How to foster happiness in your child
● First and foremost, nurture your own happiness and develop compassion for yourself as a parent. “Good enough” is enough. If you need support, there is no shame and reach out.
● Invest in your relationship with your child no matter their age. Show them how much you love them. Hug them, delight in them, play with them, read to them. Your love means everything to them.
● Honour your child for who they are and don’t try to change them. If possible, refrain from criticising them and try to encourage their uniqueness and strengths instead.
● Reward your child for showing kindness to themselves and others. Help them to see the value of meaningful intrinsic goals as opposed to performance-based extrinsic goals.
● Play is a child’s bread and butter, and is crucial for every aspect of their development. Take time to play with your child, and encourage them to play with others and by themselves.
● If you don’t want your child to be helpless, help... less. As they develop, encourage your child to do more things for themselves and enable adult-free time.

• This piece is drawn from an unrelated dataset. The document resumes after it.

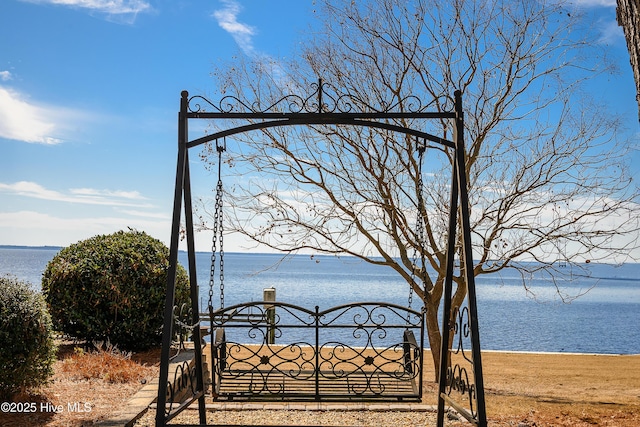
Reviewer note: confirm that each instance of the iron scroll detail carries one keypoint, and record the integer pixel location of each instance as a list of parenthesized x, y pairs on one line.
[(321, 98)]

● Setting boundaries and modelling your expectations will help them feel safer with you as their anchor. Limit screen time and encourage healthy routines (ie sleep, exercise, food).
● Talk to your child in an age-appropriate way about sensitive issues (eg sex, puberty, death, violence) and don’t shy away from difficult conversations. Your honesty will pay off.
● Taking your child’s distress seriously and acknowledging their experience as valid for them gives them an experience of being safe as they learn about feelings and builds empathy.
● Give your child opportunities to socialise with peers and with people of all different ages, cultures and backgrounds. Open up their minds to the treasures of the world around them.